Clayton Utz reports that the High Court, in Kain v R&B Investments [2025] HCA 26, unanimously held that the Federal Court may impose common-fund orders (CFOs) or funding-equalisation orders at settlement or judgment—ensuring all class members, not just those who signed funding agreements, contribute to a funder’s commission.

The Court reaffirmed Brewster’s bar on early-stage CFOs but found late-stage CFOs fall within the “just” powers of ss 33V(2) and 33Z(1)(g) of the Federal Court Act. Crucially, the bench rejected “solicitor common-fund orders,” ruling that any CFO benefiting plaintiff firms would contravene the national ban on contingency fees outside Victoria.

For funders, the decision cements the enforceability of commissions in nationwide class actions and removes a major pricing risk that had lingered since Brewster. For plaintiff firms, however, the ruling slams the door on a hoped-for new revenue channel.

The Court’s reasoning—tying funding commissions to equitable cost-sharing rather than contingency returns—will likely embolden funders to back larger opt-out claims, knowing a CFO safety-net is available at settlement. Meanwhile, plaintiff firms may redouble lobbying efforts for contingency-fee reform, particularly in New South Wales and Queensland, to reclaim ground lost in today’s judgment. Whether lawmakers move on that front will shape Australia’s funding market in the years ahead.

Locke Capital Backs Sarama in US $120 Million ICSID Claim Against Burkina Faso

By John Freund |

A junior gold explorer is turning to third-party capital to fight what it calls the expropriation of a multi-million-ounce deposit.

According to a press release on ACCESS Newswire, ASX- and TSX-listed Sarama Resources has drawn down a four-year, US $4.4 million non-recourse facility from specialist funder Locke Capital II LLC. The proceeds will pay Boies Schiller Flexner’s fees and expert costs in Sarama’s arbitration against Burkina Faso at the International Centre for Settlement of Investment Disputes (ICSID).

Sarama alleges the government retroactively revoked its Tankoro 2 exploration permit in 2023, halting development of the flagship Sanutura project.
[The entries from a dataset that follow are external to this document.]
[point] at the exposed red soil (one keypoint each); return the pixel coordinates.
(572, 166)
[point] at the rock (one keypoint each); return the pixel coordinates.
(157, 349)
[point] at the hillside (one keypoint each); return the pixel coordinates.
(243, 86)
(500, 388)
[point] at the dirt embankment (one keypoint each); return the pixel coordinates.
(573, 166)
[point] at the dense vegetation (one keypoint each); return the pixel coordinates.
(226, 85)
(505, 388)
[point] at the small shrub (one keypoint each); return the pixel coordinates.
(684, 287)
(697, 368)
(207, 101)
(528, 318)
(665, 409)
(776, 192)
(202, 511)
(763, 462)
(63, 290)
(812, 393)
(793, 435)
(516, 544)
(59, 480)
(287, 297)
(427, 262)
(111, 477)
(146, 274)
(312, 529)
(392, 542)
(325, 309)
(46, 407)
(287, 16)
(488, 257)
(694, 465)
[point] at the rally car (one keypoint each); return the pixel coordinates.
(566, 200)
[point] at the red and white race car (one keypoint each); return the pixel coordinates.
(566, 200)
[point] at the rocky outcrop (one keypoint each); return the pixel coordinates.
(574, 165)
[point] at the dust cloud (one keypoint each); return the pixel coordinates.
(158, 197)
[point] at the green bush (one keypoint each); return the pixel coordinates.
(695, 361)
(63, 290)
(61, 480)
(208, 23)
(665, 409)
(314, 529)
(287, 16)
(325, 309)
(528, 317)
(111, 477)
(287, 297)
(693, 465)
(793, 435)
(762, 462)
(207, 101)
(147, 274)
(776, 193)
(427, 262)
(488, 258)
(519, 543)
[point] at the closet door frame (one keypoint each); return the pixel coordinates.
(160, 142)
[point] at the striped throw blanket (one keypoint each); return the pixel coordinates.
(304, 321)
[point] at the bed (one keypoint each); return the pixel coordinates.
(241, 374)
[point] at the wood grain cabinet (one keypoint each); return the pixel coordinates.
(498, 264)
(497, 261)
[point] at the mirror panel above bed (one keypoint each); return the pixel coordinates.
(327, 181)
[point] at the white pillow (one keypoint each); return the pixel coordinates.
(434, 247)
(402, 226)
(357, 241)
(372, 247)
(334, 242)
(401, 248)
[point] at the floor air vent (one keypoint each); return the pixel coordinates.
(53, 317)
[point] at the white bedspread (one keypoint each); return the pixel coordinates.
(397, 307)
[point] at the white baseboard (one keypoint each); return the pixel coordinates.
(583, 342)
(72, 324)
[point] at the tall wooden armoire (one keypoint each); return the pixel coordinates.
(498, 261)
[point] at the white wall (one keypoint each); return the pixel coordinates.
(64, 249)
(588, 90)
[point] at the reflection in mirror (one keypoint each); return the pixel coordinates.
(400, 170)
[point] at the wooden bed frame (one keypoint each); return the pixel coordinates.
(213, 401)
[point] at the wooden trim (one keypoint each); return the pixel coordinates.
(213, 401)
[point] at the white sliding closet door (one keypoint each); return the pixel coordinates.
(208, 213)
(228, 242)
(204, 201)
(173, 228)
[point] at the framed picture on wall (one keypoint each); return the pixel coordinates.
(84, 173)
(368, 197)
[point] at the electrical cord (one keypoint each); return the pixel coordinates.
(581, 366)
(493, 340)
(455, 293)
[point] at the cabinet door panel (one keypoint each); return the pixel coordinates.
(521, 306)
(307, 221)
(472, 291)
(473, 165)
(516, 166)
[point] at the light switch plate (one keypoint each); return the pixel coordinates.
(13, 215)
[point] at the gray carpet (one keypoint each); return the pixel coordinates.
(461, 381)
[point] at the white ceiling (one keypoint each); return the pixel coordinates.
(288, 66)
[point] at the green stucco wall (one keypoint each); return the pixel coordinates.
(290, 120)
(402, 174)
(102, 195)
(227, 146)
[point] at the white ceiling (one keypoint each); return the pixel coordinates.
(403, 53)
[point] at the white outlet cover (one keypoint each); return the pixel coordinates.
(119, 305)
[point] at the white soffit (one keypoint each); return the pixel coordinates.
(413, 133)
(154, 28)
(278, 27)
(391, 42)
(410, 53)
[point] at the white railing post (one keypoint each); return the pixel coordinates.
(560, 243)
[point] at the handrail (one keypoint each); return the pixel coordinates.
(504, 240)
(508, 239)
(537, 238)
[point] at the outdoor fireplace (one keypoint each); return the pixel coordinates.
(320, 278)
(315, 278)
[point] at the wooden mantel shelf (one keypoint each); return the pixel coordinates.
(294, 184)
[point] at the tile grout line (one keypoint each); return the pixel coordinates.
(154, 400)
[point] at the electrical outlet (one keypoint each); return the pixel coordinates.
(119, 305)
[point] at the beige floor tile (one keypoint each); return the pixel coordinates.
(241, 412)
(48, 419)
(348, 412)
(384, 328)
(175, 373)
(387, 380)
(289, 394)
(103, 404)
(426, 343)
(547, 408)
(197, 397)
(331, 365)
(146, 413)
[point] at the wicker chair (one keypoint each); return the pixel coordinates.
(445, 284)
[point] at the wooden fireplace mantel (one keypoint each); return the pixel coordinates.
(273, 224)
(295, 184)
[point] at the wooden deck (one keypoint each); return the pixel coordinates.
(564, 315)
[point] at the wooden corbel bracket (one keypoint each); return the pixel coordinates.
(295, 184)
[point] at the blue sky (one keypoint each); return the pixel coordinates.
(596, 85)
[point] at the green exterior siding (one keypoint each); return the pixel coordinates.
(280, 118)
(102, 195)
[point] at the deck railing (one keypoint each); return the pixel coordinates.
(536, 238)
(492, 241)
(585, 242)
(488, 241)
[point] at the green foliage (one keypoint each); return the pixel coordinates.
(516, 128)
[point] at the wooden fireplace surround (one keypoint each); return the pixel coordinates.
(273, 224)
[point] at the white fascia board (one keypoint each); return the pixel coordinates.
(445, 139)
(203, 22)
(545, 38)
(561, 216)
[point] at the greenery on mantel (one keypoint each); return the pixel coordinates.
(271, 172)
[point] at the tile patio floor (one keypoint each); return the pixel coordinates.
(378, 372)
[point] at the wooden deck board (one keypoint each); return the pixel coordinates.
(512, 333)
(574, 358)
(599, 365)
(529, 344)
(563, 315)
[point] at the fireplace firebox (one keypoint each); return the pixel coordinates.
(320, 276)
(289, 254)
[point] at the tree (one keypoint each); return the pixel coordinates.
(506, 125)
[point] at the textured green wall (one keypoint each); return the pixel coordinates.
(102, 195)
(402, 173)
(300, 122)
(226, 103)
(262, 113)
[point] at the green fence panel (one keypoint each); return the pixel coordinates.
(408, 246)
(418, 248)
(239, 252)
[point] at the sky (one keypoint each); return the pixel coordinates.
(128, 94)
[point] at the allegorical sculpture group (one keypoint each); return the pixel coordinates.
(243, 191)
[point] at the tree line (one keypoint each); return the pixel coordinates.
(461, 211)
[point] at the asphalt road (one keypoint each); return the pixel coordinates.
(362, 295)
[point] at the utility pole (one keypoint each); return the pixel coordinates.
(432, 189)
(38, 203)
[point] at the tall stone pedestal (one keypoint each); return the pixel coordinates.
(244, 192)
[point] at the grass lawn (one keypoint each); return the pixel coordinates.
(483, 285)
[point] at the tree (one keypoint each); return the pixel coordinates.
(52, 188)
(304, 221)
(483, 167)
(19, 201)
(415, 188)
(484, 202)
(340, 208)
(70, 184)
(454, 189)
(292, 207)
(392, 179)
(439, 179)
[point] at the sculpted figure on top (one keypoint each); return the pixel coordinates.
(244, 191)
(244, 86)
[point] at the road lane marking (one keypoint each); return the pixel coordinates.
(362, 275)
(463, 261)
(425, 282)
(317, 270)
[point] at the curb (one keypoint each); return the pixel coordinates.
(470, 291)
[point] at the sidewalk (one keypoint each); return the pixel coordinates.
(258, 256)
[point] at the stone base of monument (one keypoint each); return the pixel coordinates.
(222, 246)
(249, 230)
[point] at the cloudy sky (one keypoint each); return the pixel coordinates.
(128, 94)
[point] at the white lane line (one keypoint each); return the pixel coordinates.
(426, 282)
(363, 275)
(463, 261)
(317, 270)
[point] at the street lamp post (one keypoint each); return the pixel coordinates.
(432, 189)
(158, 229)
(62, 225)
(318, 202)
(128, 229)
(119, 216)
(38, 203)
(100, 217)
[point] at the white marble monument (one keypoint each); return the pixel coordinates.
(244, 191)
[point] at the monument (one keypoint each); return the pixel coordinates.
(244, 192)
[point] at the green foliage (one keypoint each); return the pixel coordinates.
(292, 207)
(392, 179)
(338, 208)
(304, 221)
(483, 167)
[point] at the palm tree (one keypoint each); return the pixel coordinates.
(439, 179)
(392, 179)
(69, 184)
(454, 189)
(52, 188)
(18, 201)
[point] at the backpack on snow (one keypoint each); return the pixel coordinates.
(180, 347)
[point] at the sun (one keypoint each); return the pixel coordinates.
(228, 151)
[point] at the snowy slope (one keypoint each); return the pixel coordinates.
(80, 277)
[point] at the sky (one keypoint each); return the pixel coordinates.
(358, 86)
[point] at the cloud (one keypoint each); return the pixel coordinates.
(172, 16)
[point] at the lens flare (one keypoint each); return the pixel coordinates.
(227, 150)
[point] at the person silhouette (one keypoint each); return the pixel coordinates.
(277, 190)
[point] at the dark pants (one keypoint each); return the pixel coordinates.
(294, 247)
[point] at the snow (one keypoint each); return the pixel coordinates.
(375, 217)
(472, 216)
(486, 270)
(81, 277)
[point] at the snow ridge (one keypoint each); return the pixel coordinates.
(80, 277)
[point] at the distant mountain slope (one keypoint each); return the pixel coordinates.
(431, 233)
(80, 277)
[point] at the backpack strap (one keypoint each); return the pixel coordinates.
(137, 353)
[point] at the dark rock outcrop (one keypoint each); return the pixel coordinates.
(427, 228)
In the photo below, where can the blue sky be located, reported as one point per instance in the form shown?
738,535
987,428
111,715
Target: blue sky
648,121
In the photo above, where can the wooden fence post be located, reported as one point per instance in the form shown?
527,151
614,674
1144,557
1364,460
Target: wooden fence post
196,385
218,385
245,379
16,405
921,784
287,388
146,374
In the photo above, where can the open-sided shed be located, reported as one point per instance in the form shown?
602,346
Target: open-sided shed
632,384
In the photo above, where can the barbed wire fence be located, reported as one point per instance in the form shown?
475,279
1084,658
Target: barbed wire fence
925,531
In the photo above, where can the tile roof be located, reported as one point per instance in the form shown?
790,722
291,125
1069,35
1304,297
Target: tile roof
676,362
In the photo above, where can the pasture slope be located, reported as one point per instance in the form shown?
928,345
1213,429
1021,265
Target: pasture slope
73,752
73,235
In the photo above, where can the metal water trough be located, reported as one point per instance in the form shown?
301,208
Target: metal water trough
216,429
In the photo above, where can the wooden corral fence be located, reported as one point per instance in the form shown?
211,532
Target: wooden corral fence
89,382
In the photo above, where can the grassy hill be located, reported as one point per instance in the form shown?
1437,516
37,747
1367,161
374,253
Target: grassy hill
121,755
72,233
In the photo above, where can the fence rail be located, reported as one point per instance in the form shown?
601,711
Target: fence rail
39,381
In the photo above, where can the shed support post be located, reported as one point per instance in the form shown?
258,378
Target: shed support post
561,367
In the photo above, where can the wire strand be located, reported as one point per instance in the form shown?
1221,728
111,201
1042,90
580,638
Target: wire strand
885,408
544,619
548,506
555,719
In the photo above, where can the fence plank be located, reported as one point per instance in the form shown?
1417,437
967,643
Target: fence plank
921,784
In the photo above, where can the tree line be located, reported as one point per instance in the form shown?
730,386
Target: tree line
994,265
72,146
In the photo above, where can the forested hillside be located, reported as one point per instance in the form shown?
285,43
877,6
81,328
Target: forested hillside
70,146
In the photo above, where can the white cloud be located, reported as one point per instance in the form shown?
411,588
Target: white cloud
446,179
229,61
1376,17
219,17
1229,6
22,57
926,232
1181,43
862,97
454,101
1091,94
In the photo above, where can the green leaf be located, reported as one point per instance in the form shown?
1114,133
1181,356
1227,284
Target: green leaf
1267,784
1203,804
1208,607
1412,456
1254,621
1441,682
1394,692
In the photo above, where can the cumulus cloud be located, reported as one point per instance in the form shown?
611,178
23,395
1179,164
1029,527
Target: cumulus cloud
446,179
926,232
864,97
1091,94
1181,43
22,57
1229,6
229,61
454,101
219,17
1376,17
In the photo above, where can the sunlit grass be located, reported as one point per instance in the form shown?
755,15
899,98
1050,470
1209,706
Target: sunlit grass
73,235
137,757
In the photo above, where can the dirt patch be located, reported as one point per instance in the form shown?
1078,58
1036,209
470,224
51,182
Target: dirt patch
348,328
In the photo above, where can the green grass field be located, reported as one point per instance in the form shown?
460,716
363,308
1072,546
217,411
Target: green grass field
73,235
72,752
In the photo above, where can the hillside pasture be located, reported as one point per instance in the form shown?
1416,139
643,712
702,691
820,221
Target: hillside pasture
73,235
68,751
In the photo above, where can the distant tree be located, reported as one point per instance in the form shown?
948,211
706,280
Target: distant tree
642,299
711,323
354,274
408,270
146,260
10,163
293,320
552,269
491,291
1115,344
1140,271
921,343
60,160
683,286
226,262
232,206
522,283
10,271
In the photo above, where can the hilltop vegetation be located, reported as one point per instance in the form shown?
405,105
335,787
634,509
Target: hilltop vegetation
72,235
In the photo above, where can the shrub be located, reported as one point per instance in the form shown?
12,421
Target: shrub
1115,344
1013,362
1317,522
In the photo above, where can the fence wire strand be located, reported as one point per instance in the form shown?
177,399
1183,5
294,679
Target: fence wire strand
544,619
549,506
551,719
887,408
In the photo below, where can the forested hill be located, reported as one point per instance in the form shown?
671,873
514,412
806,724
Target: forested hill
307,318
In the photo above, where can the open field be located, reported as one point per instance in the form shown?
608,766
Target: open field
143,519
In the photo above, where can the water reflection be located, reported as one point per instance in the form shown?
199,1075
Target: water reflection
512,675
An arbitral tribunal chaired by Prof. Albert Jan van den Berg held its first procedural hearing on 25 July; Sarama’s memorial is due 31 October, and the company is seeking no less than US $120 million in damages.

Under the Litigation Funding Agreement, Locke’s recourse is limited to arbitration proceeds and the ownership chain of Sanutura; Sarama’s other assets remain ring-fenced. Repayment occurs only on a successful award or settlement, with Locke’s return calculated on a multiple-of-invested-capital basis and adjusted for timing.

The deal underscores the continued appetite of specialist funders for investor-state claims, particularly in the mining sector where treaty protections offer a clear legal framework and potential nine-figure payouts.